In this tutorial, we’ll examine the different ways you can extract a date from a .txt file using Python programming. Python is a versatile language—as you’ll discover—and there are many solutions for this problem.
First, we’ll look at using regular expression patterns to search text files for dates that fit a predefined format. We’ll learn about using the re library and creating our own regular expression searches.
We’ll also examine datetime objects and use them to convert strings into data models. Lastly, we’ll see how the datefinder module simplifies the process of searching a text file for dates that haven’t been formatted, like we might find in natural language content.
Extract a Date from a .txt File using Regular Expression
Dates are written in many different formats. Sometimes people write month/day/year. Other dates might include times of the day, or the day of the week (Wednesday July 8, 2021 8:00PM).
How dates are formatted is a factor to consider before we go about extracting them from text files.
For instance, if a date follows the month/date/year format, we can find it using a regular expression pattern. With regular expression, or regex for short, we can search a text by matching a string to a predefined pattern.
The beauty of regular expression is that we can use special characters to create powerful search patterns. For instance, we can craft a pattern that will find all the formatted dates in the following body of text.
minutes.txt
10/14/2021 – Meeting with the client.
07/01/2021 – Discussed marketing strategies.

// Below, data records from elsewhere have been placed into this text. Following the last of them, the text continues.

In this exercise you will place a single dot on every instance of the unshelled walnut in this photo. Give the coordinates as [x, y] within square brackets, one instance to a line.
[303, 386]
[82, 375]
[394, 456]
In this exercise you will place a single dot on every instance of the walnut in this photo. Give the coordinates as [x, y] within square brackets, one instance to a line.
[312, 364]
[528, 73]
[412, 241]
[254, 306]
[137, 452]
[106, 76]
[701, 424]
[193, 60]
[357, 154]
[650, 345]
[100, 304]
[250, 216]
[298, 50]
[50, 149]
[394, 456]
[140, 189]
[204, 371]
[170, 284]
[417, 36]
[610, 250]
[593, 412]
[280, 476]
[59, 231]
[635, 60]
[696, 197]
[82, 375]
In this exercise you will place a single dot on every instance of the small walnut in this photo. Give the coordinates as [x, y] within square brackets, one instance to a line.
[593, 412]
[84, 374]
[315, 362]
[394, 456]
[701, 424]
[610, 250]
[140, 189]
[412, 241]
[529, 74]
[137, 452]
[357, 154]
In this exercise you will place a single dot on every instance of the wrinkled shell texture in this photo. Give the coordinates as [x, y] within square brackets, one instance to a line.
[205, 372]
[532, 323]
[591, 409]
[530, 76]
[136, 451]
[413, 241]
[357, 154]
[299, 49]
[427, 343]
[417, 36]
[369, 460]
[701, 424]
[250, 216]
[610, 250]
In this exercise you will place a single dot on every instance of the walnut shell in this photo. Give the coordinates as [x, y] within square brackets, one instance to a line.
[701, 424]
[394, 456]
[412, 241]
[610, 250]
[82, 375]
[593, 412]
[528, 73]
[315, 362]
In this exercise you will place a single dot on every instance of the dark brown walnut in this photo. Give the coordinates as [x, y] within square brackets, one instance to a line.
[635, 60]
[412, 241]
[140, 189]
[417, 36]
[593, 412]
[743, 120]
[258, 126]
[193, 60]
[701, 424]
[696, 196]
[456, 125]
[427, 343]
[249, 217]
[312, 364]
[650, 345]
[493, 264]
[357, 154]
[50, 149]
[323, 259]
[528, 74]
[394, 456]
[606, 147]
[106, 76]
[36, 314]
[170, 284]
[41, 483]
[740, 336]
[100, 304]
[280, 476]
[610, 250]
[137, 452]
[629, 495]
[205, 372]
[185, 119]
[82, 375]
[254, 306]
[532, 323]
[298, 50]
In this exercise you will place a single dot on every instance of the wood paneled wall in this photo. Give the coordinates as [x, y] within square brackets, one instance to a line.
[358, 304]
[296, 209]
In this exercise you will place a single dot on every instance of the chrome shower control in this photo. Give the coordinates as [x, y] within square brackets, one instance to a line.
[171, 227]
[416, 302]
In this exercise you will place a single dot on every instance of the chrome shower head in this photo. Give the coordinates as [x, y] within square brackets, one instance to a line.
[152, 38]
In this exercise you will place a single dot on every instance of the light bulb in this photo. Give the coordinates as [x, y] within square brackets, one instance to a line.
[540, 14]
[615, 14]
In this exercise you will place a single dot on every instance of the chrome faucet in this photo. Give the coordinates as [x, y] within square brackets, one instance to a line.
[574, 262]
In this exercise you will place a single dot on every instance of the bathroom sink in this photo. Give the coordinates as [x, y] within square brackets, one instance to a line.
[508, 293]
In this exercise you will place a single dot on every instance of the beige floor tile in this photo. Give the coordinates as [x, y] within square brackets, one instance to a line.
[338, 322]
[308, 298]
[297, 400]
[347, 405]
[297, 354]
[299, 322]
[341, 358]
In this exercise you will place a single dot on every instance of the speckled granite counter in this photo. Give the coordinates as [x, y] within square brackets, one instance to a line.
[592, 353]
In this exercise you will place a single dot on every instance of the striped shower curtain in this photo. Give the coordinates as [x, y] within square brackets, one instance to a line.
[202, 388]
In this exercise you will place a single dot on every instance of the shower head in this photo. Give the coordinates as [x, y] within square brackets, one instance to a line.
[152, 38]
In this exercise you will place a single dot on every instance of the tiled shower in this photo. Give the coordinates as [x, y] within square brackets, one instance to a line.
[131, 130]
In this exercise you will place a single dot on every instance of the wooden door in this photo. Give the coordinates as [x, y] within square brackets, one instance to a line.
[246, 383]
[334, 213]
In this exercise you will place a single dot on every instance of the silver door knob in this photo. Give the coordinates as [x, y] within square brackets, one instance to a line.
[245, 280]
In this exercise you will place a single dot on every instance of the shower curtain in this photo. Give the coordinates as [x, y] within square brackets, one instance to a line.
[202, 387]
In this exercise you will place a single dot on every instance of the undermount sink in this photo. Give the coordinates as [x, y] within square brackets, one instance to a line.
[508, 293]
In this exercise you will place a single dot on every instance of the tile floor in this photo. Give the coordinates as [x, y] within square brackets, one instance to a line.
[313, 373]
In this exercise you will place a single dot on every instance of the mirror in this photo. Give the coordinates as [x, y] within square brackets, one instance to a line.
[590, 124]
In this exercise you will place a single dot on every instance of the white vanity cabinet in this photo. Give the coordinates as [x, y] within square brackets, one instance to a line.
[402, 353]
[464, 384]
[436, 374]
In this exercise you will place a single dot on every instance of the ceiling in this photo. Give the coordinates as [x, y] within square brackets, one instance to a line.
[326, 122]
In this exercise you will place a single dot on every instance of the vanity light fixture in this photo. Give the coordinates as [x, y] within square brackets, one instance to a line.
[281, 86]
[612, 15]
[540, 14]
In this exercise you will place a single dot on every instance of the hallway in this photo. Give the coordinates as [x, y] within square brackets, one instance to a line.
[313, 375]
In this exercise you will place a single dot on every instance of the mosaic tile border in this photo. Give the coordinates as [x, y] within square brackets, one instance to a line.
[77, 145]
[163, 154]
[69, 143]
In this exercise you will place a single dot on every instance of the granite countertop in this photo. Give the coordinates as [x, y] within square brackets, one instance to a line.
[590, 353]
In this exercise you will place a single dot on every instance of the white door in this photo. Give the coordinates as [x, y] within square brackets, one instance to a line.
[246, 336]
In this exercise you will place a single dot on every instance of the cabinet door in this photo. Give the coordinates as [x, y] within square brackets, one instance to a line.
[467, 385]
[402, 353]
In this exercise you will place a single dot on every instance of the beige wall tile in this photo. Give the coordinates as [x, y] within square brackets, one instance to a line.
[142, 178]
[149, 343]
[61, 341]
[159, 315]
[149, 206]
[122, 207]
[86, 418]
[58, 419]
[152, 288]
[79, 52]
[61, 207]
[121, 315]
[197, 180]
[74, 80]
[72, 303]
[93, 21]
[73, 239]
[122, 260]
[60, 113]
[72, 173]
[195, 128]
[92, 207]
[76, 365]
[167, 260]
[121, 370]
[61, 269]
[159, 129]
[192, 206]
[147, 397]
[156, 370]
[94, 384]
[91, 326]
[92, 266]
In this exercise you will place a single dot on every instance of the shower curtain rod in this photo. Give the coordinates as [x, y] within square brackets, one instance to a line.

12/23/2021 – Interviewed a new team lead.
01/28/2018 – Changed domain providers.
06/11/2017 – Discussed moving to a new office.
Example: Finding formatted dates with regex
import re
# open the text file and read the data
file = open("minutes.txt",'r')
text = file.read()
# match a regex pattern for formatted dates
matches = re.findall(r'(\d+/\d+/\d+)',text)
print(matches)
Output
[’10/14/2021′, ’07/01/2021′, ’12/23/2021′, ’01/28/2018′, ’06/11/2017′]

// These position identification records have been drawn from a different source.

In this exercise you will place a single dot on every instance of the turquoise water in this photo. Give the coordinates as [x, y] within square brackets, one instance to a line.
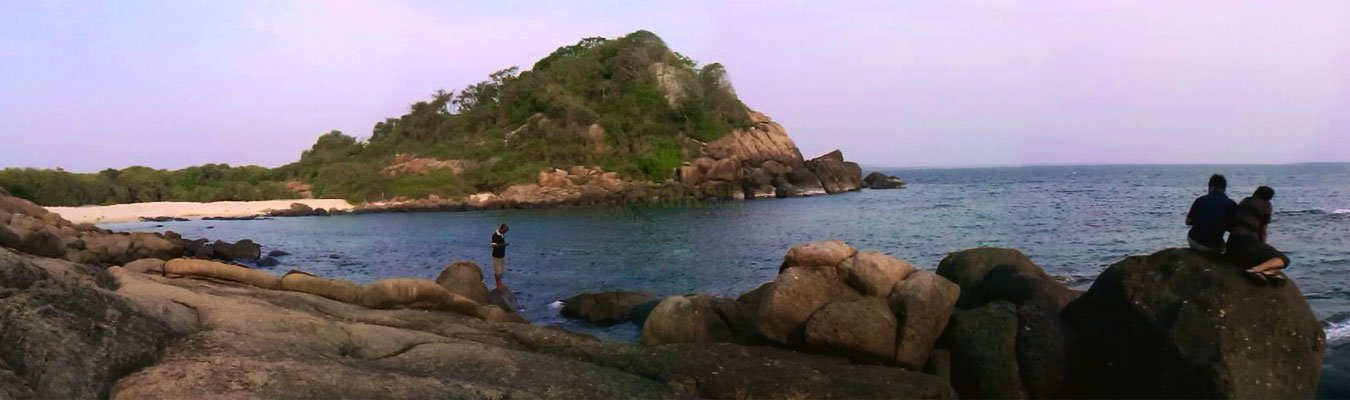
[1072, 220]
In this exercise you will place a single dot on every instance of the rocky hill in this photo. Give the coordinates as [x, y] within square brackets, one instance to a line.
[628, 108]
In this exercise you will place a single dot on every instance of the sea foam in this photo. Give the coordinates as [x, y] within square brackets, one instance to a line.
[1337, 331]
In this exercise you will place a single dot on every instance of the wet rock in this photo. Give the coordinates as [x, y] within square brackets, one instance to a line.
[465, 279]
[794, 296]
[882, 181]
[983, 343]
[65, 334]
[922, 304]
[874, 273]
[1192, 326]
[990, 273]
[245, 249]
[861, 330]
[604, 308]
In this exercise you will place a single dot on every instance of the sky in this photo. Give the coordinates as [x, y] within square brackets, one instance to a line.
[88, 85]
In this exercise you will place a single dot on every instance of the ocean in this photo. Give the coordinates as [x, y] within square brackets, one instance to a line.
[1072, 220]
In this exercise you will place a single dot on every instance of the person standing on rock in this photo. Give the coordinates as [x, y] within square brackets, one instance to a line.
[1248, 238]
[500, 253]
[1210, 216]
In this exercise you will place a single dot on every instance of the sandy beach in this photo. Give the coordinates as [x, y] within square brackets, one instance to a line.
[132, 212]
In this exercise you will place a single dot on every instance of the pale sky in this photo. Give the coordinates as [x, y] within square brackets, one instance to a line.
[88, 85]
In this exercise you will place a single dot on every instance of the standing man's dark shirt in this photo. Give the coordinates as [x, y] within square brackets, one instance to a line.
[1210, 218]
[498, 245]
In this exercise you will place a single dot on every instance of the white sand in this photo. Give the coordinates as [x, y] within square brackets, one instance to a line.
[132, 212]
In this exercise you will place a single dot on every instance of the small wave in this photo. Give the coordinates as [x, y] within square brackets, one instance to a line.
[1337, 331]
[1312, 211]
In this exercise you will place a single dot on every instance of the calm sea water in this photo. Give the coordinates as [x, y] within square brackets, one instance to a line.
[1072, 220]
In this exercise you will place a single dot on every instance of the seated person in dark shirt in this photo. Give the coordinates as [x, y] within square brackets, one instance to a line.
[1210, 216]
[1248, 237]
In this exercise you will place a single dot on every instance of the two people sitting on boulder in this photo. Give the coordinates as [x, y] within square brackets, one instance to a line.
[1214, 214]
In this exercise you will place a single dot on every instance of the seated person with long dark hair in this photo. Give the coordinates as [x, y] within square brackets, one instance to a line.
[1248, 237]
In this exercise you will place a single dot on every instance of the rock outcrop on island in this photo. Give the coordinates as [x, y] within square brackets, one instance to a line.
[1192, 326]
[882, 181]
[839, 323]
[994, 325]
[763, 162]
[31, 229]
[181, 338]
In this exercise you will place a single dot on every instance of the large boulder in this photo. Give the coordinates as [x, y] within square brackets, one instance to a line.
[983, 343]
[227, 272]
[861, 330]
[795, 295]
[922, 304]
[604, 308]
[335, 289]
[685, 319]
[64, 333]
[1042, 350]
[34, 237]
[245, 249]
[1335, 373]
[874, 273]
[465, 279]
[675, 319]
[416, 293]
[991, 273]
[1192, 326]
[146, 265]
[822, 256]
[836, 175]
[882, 181]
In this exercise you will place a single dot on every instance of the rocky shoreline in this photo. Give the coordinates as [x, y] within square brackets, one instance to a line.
[155, 322]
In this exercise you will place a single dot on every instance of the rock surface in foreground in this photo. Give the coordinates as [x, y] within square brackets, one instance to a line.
[1192, 326]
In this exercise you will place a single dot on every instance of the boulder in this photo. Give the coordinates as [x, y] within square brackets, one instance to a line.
[991, 273]
[1192, 326]
[882, 181]
[20, 206]
[702, 319]
[795, 295]
[724, 370]
[64, 333]
[755, 296]
[675, 319]
[983, 343]
[335, 289]
[502, 299]
[211, 269]
[874, 273]
[146, 265]
[35, 237]
[145, 245]
[1335, 373]
[821, 256]
[861, 330]
[604, 308]
[922, 304]
[1042, 350]
[416, 293]
[245, 249]
[465, 279]
[836, 175]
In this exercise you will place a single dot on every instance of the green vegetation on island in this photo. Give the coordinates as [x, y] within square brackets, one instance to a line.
[628, 104]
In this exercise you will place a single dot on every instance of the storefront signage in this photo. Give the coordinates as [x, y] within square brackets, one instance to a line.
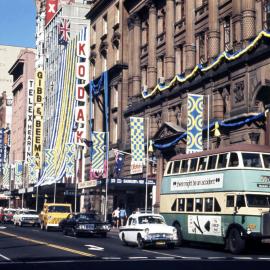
[197, 182]
[29, 119]
[38, 117]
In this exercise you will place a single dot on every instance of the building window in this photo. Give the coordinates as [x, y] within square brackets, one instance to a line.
[105, 24]
[179, 10]
[227, 34]
[117, 14]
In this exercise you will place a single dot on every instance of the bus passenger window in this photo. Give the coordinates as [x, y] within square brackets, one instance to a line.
[212, 160]
[173, 208]
[222, 160]
[217, 207]
[176, 166]
[181, 205]
[190, 205]
[193, 165]
[234, 162]
[169, 167]
[230, 201]
[202, 163]
[208, 204]
[240, 201]
[252, 160]
[184, 166]
[266, 161]
[198, 205]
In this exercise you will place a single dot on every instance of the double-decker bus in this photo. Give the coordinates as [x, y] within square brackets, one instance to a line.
[219, 196]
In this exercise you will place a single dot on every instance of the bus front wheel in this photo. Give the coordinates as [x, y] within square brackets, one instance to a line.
[236, 242]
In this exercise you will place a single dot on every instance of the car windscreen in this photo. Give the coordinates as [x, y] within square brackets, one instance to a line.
[150, 220]
[59, 209]
[255, 200]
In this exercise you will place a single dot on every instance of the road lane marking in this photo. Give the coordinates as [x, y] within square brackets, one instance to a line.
[74, 251]
[92, 247]
[4, 257]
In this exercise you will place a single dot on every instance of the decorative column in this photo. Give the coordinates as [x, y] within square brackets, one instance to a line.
[190, 49]
[249, 29]
[152, 46]
[213, 34]
[170, 20]
[136, 57]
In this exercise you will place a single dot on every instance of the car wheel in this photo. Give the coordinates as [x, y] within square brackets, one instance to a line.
[179, 234]
[124, 240]
[235, 241]
[140, 242]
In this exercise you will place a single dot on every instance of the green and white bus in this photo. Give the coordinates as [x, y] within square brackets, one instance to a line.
[219, 196]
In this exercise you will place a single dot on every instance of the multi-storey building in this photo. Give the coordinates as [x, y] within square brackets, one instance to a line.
[172, 37]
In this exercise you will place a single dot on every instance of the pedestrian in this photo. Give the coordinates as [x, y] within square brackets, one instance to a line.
[122, 215]
[115, 216]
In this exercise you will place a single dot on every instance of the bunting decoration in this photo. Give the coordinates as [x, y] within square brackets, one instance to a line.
[6, 176]
[225, 56]
[98, 151]
[194, 123]
[70, 154]
[32, 172]
[18, 174]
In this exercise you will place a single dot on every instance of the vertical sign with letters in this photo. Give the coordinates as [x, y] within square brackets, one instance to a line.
[38, 117]
[29, 120]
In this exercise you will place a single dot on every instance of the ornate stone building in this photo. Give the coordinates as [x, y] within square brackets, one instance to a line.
[170, 37]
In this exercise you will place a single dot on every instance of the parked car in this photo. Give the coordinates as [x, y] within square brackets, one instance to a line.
[52, 214]
[26, 217]
[84, 223]
[144, 229]
[8, 215]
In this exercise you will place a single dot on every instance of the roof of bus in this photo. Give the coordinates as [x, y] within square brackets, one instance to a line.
[231, 148]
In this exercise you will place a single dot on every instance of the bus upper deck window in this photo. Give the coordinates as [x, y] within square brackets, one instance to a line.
[181, 204]
[198, 205]
[184, 166]
[193, 165]
[266, 161]
[190, 205]
[202, 163]
[176, 166]
[233, 162]
[252, 160]
[212, 160]
[222, 161]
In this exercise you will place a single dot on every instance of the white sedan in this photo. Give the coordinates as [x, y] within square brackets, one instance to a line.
[148, 230]
[26, 217]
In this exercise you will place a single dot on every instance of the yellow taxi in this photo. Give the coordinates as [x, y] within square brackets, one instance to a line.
[52, 214]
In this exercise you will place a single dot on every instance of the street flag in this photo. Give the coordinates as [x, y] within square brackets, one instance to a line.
[119, 162]
[194, 123]
[70, 155]
[63, 32]
[18, 174]
[6, 176]
[98, 154]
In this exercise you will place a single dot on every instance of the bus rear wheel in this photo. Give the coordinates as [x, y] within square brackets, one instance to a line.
[235, 241]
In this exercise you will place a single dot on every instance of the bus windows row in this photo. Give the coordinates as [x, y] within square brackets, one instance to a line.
[219, 161]
[209, 204]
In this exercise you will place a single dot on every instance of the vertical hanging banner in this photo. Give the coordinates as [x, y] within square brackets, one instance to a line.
[18, 174]
[70, 152]
[194, 123]
[137, 145]
[98, 151]
[38, 117]
[29, 120]
[51, 9]
[32, 172]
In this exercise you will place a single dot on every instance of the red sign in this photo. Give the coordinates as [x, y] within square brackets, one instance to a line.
[51, 9]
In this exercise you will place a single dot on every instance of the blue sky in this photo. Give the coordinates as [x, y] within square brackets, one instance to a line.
[17, 23]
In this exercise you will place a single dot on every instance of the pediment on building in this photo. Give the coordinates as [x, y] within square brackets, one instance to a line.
[167, 130]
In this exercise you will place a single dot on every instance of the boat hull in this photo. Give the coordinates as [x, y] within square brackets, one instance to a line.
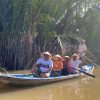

The regex pattern here uses special characters to define the strings we want to extract from the text file. The characters d and + tell regex we’re looking for multiple digits within the text.
We can also use regex to find dates that are formatted in different ways. By altering our regex pattern, we can find dates that use either a forward slash (\) or a dash (–) as the separator.
This works because regex allows for optional characters in the search pattern. We can specify that either character—a forward slash or dash—is an acceptable match.
apple2.txt
The first Apple II was sold on 07-10-1977. The last of the Apple II
models were discontinued on 10/15/1994.
Example: Matching dates with a regex pattern
import re
# open a text file
f = open("apple2.txt", 'r')
# extract the file's content
content = f.read()
# a regular expression pattern to match dates
pattern = "\d{2}[/-]\d{2}[/-]\d{4}"
# find all the strings that match the pattern
dates = re.findall(pattern, content)
for date in dates:
print(date)
f.close()
Output
07-10-1977
10/15/1994
Examining the full extent of regex’s potential is beyond the scope of this tutorial. Try experimenting with some of the following special characters to learn more about using regular expression patterns to extract a date—or other information—from a .txt file.
Special Characters in Regex
- \s – A space character
- \S – Any character except for a space character
- \d – Any digit from 0 to 9
- \D – And any character except for a digit
- \w – Any word of characters or digits [a-zA-Z0-9]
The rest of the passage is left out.